Monica Jones, a transgender woman of color and sex workers' rights advocate convicted of "manifesting prostitution" while walking down an Arizona street last April, today saw the overturning of a verdict that many advocates consider biased, reports Think Progress.
Because an appeals court has now ruled that Jones was not given a fair trial, her case could be retried.
Though today's decision does not vacate her charges, Jones's overturned conviction is still a victory for the activist, who has stated that she was profiled by police simply for being a black transgender woman. The fact that Jones is not herself a sex worker -- but a student and advocate who has publicly criticized Phoenix's Project ROSE sex work diversion program -- led her surpporters to declare that the true "crime" she was convicted of was "walking while trans."
The phrase evokes a national trend in which law enforcement disproportionately criminalizes trans women -- especially women of color -- for simply daring to be themselves in public.

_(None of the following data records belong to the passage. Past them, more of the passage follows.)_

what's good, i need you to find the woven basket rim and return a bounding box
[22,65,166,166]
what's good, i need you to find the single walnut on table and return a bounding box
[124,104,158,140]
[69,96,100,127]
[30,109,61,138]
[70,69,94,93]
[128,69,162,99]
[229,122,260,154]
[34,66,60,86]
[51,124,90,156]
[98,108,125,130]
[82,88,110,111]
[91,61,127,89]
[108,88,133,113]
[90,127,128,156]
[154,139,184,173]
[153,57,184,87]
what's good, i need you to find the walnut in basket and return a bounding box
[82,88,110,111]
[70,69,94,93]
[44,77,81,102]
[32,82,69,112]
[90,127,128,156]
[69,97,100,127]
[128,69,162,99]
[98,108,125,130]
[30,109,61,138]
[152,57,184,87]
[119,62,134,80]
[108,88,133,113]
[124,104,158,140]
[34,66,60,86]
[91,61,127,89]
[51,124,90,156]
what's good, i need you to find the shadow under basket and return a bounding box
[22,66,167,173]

Jones was arrested in May 2013 after police claimed that she had engaged in behavior that's illegal in Phoenix: repeatedly engaging passersby in conversation while walking down the street. According to city ordinance, such an act -- as well as waving at cars in an attempt to stop them, asking someone if they are a police officer, or attempting to touch someone's genitals -- is an indication that one intends to sell sex, or "manifest prostitution."
However, as Jones's defense argued in appeal proceedings last November, the statute may be unconstitutionally vague in that it "bans pure speech," according to Jean-Jacques Cabou, one of Jones's lawyers. To secure her initial conviction on prostitution-related charges, the prosecution used Jones's past prostitution convictions against her -- a move the Arizona appeals court considered unfair.

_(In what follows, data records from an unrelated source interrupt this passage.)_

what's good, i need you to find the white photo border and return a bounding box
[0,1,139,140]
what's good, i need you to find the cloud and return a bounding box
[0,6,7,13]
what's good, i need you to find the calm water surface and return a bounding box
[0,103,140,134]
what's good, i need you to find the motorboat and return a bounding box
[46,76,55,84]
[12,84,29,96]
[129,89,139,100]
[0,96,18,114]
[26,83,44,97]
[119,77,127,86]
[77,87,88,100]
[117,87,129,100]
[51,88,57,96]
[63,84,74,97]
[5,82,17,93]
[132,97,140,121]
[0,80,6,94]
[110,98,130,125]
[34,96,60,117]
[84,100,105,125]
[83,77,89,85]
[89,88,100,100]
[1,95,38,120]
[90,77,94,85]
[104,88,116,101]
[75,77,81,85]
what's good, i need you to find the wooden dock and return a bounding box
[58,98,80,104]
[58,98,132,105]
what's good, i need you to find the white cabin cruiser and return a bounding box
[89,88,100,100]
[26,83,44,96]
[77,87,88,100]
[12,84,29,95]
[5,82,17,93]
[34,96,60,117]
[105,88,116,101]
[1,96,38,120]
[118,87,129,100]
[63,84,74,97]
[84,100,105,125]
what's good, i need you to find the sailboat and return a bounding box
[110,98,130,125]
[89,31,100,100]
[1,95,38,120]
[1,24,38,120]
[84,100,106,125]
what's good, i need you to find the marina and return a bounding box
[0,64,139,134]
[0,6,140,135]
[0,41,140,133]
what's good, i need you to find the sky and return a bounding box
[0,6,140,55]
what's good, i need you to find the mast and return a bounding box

"For the trial court to have concluded Defendant was not credible and thus guilty because she was facing conviction and sentence deprived Defendant of a fair trial," the Court wrote. The court also noted that the original trial was in error because it did not convene a jury, and did not properly address the constitutionality of her arrest.
Speaking with BuzzFeed News, Jones lauded the Court's decision but noted that it does not address many of the underlying issues that may have led to her arrest under Phoenix's broad "manifesting prostitution" statute.
"I think there is a bigger issues that needs to be addressed: This law needs to be thrown out because it unfairly targets women, transgender women, and people of color living in poverty," she explained. "Police wouldn't [arrest] a man standing on the corner talking to a passerby."
Jones has raised nationwide attention to these issues through her ongoing case, receiving support from the American Civil Liberties Union and from actress Laverne Cox, among others. Phoenix prosecutors have not yet announced whether they will seek a new trial.